Discrètement, vous multipliez les dispositions en faveur de l’actionnariat. Actionnariat salarié, dites-vous ; mais, comme nous l’avons démontré, le dispositif des actions gratuites de l’article 34 fait des cadres dirigeants les principaux bénéficiaires de ces nouveaux cadeaux.

Jamais, dans votre texte, il n’est question de faire participer à l’effort de croissance les banques et les détenteurs de capitaux !

Enfin, le volet social de votre texte est empreint de régressions majeures : extension du travail dominical à douze dimanches par an, avec une généralisation en perspective ; remise en cause des prud’hommes et de l’inspection du travail ; instauration d’une procédure civile qui placera le salarié devant les avocats tout puissants du patronat.

Ces quelques mots ne permettent pas de traduire l’ampleur des transformations que vous proposez.

Pour conclure, je veux m’arrêter sur les conséquences des mesures sénatoriales adoptées avec votre assentiment.

La droite vous a manifesté un soutien constant durant ce débat, vous applaudissant à maintes reprises. (Protestations sur les travées de l’UMP.)

La droite a donné son approbation aux grands axes que je viens d’évoquer, à l’exception remarquée des articles relatifs aux professions juridiques. Elle va même plus loin, et trop souvent avec votre approbation, monsieur le ministre.

Parmi ces mesures se trouve l’extension du travail dominical, qui, dans les entreprises de moins de 11 salariés s’effectuera sans contreparties. Les enseignes culturelles pourront ouvrir le dimanche, car la culture, même le dimanche, cela consiste sans doute à vendre et consommer… Les accords « offensifs » de maintien de l’emploi apportent de nouvelles dérogations aux 35 heures et font régresser les droits des salariés. Leur droit à l’information est lui aussi limité, et la loi Hamon est battue en brèche. Les seuils sociaux augmentent pour mieux diminuer les droits collectifs des salariés.

Je citerai enfin la destruction du compte pénibilité et la mise en place à la demande du groupe UMP – avec votre accord, monsieur le ministre : c’est dans le Journal officiel – d’une commission chargée d’écrire un nouveau code du travail simplifié. M. Gattaz a dû bien dormir le soir du vote de cet amendement ! (Exclamations sur les travées de l’UMP et de l’UDI-UC.)

Et que dire de la privatisation des trains régionaux, autorisée par la majorité sénatoriale ?
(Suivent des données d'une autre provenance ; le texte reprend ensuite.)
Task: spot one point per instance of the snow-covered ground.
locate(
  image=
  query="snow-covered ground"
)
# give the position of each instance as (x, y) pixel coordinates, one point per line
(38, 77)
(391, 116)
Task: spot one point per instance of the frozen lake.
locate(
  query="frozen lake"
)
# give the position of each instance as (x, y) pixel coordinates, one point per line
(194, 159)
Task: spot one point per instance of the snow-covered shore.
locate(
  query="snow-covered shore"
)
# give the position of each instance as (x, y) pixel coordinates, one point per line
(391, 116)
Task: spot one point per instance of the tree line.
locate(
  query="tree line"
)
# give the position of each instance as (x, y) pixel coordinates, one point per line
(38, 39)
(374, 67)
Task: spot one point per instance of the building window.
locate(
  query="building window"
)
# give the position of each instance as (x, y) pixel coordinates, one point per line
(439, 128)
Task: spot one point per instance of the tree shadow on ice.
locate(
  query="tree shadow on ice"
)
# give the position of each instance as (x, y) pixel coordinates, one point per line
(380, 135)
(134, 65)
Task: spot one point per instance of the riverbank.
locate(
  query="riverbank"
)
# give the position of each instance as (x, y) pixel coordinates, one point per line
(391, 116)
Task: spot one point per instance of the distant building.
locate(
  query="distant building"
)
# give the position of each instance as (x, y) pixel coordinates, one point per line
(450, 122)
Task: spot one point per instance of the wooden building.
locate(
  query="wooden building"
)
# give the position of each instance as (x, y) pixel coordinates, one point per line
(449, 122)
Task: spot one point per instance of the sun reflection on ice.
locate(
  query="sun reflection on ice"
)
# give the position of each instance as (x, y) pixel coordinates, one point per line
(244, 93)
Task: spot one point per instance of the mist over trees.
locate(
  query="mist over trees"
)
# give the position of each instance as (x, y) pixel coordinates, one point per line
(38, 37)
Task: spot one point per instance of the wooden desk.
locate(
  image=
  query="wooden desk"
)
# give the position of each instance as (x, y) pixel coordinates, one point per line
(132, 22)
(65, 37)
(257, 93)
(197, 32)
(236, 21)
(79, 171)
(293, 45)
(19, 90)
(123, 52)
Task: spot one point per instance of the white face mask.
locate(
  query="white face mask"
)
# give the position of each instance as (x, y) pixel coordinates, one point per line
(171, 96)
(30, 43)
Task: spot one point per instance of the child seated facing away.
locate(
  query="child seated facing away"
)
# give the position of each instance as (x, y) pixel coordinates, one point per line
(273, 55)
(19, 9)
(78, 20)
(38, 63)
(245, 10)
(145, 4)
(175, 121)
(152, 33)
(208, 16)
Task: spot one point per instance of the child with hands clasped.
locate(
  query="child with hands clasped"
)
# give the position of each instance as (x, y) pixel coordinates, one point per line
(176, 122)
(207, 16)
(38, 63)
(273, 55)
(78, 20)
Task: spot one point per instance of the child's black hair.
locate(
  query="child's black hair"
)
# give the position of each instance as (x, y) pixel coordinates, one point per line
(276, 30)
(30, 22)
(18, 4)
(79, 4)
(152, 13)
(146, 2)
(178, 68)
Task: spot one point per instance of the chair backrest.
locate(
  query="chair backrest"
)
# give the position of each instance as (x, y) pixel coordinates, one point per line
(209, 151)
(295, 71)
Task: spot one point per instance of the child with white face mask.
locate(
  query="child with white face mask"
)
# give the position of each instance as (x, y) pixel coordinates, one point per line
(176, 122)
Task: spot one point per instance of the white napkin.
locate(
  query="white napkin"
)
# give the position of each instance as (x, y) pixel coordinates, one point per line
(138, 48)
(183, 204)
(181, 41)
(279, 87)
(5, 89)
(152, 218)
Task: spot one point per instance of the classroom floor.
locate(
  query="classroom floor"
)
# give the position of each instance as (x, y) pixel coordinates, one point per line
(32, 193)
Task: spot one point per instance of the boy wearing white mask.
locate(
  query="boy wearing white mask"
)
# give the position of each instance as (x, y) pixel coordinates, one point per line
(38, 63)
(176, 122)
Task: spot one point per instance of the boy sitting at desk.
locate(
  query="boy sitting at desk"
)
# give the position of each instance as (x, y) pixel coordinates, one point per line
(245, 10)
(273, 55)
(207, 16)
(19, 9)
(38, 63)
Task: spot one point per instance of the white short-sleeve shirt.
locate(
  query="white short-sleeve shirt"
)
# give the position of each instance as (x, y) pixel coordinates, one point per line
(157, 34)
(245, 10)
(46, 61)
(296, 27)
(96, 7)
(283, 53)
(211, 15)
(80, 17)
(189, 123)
Votre texte, monsieur le ministre, est un formidable réceptacle pour toutes les régressions sociales. Il ouvre la boîte de Pandore en brisant les digues construites en France durant des décennies par les luttes des salariés, les luttes du peuple que symbolise le programme des « Jours heureux » du Conseil national de la Résistance.

Pour vous, le droit du travail est un handicap à l’expansion du marché. Vous avez bien raison : là où il a sombré, en Grande-Bretagne ou aux États-Unis, les inégalités ont crû, la pauvreté s’est développée.

Nous refusons votre modèle de société, que beaucoup, à la droite de cet hémicycle, approuvent.

Nous savons qu’à gauche, nous ne sommes pas seuls. Nous agirons pour rappeler que la gauche a d’autres valeurs, celles de l’humain, de l’égalité et du partage, et qu’elle porte des propositions alternatives, comme nous l’avons démontré tout au long des débats.

Le groupe communiste républicain et citoyen votera donc contre ce projet, encore aggravé, si cela était possible, par la droite sénatoriale.